Süddeutsche Zeitung

Antisemitismus:"Ein Judenhasser, wie er krasser kaum vorstellbar ist"

Der Historiker Michael Hagemeister über den "Berufsantisemiten" Hans Jonak von Freyenwald und dessen Buch "Jüdische Bekenntnisse", das Heinz-Christian Strache offenbar signiert hat.

Interview von Bastian Obermayer

Michael Hagemeister, 69, ist Historiker und Slawist. Er lehrte an Universitäten in Deutschland, Österreich und der Schweiz. Seine Forschungsschwerpunkte sind russische Philosophie und Geistesgeschichte, utopisches und apokalyptisches Denken sowie Ursprung und Rezeption der antisemitischen "Protokolle der Weisen von Zion".

SZ: Nach SZ-Recherchen hat der ehemalige österreichische Vizekanzler Heinz-Christian Strache einem Weggefährten aus der rechtsextremen Szene Anfang der Neunziger Jahre die Hetzschrift "Jüdische Bekenntnisse aus allen Zeiten und Ländern" signiert.
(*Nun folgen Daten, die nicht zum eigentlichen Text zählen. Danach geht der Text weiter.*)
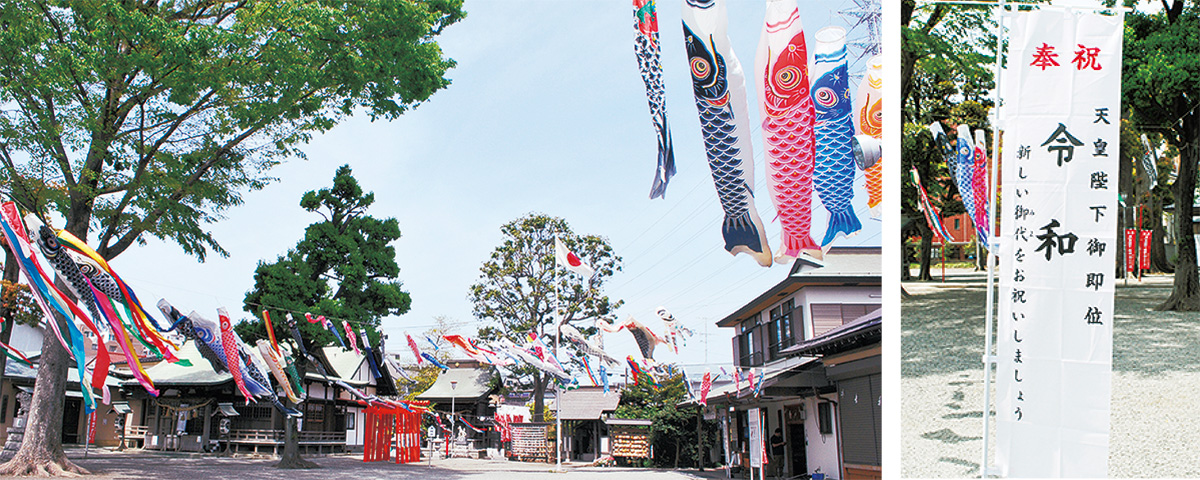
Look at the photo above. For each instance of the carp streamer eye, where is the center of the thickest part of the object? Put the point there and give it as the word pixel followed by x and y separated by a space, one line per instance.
pixel 699 67
pixel 789 78
pixel 826 97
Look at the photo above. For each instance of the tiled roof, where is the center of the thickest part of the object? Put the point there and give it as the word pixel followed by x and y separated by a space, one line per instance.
pixel 588 403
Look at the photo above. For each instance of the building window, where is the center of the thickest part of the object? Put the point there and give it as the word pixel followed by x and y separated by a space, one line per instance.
pixel 781 329
pixel 750 343
pixel 831 316
pixel 825 418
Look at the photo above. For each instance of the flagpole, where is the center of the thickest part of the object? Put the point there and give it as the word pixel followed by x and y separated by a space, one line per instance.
pixel 558 390
pixel 989 360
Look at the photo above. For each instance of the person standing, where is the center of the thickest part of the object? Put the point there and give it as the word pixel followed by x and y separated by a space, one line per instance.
pixel 777 451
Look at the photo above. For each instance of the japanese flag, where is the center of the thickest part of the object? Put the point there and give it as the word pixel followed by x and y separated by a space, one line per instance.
pixel 568 259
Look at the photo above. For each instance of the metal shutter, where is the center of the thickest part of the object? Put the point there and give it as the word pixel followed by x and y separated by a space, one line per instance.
pixel 859 419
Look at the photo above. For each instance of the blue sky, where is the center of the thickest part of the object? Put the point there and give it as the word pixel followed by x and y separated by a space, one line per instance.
pixel 546 113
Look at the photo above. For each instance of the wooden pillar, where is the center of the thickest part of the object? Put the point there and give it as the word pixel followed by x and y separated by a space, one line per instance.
pixel 208 425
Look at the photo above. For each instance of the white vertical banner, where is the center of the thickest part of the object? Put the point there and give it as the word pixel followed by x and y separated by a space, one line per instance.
pixel 1059 243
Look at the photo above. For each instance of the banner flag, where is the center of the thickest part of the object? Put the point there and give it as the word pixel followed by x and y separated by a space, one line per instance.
pixel 1059 243
pixel 1131 249
pixel 1145 249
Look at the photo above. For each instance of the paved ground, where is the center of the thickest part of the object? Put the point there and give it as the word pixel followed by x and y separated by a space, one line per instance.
pixel 1156 407
pixel 106 465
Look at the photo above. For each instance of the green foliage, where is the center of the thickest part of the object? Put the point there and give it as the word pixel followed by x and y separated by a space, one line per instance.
pixel 345 269
pixel 1161 71
pixel 672 425
pixel 135 117
pixel 519 286
pixel 425 373
pixel 1161 84
pixel 948 53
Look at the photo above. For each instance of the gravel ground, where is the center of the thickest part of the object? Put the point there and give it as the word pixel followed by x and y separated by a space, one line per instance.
pixel 1156 408
pixel 106 465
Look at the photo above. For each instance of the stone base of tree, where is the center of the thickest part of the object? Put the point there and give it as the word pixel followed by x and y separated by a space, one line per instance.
pixel 57 466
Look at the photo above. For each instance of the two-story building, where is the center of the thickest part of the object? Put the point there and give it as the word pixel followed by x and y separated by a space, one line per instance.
pixel 813 343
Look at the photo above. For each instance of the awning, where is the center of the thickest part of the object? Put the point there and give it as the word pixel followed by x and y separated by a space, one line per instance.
pixel 227 409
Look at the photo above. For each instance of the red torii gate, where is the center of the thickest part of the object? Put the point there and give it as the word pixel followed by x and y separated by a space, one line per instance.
pixel 389 427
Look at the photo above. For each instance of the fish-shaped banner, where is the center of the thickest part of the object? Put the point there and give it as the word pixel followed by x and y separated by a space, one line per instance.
pixel 586 346
pixel 834 129
pixel 676 333
pixel 649 63
pixel 931 215
pixel 412 345
pixel 781 67
pixel 349 334
pixel 965 169
pixel 646 339
pixel 719 87
pixel 979 186
pixel 869 121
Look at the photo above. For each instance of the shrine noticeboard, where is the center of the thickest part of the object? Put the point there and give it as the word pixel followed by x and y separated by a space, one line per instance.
pixel 1059 246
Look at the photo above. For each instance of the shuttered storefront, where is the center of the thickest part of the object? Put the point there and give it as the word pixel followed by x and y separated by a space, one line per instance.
pixel 859 405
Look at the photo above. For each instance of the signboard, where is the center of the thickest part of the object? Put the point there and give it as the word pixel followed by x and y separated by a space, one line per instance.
pixel 1059 243
pixel 1145 249
pixel 91 427
pixel 1131 249
pixel 755 437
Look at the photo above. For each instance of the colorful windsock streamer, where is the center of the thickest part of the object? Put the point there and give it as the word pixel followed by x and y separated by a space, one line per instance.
pixel 933 216
pixel 187 329
pixel 781 67
pixel 965 171
pixel 586 346
pixel 645 337
pixel 349 334
pixel 231 349
pixel 435 361
pixel 412 345
pixel 649 63
pixel 676 333
pixel 719 87
pixel 869 121
pixel 833 130
pixel 370 354
pixel 979 186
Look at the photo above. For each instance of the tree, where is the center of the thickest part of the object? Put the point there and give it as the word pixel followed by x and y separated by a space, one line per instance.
pixel 343 269
pixel 520 286
pixel 1159 85
pixel 137 118
pixel 947 55
pixel 423 375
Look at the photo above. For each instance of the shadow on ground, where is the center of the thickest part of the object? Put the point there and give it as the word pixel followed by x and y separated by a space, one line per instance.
pixel 942 333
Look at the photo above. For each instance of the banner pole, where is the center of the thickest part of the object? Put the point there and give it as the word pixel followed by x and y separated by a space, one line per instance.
pixel 989 360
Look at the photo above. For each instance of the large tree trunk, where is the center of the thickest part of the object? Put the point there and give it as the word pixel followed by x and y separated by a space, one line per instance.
pixel 291 457
pixel 1186 294
pixel 41 450
pixel 925 251
pixel 539 396
pixel 1158 261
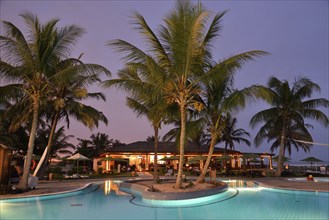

Was ist das für ein Buch?

Michael Hagemeister: Es ist ein bereits auf den ersten Blick als zutiefst antisemitisches Machwerk erkennbares Buch, zusammengestellt und erstmals veröffentlicht 1941 von einem hartgesottenen Antisemiten im nationalsozialistischen und - noch einmal - zutiefst antisemitischen Stürmer-Verlag.

Also ein Buch von Judenhassern für Judenhasser?

Exakt.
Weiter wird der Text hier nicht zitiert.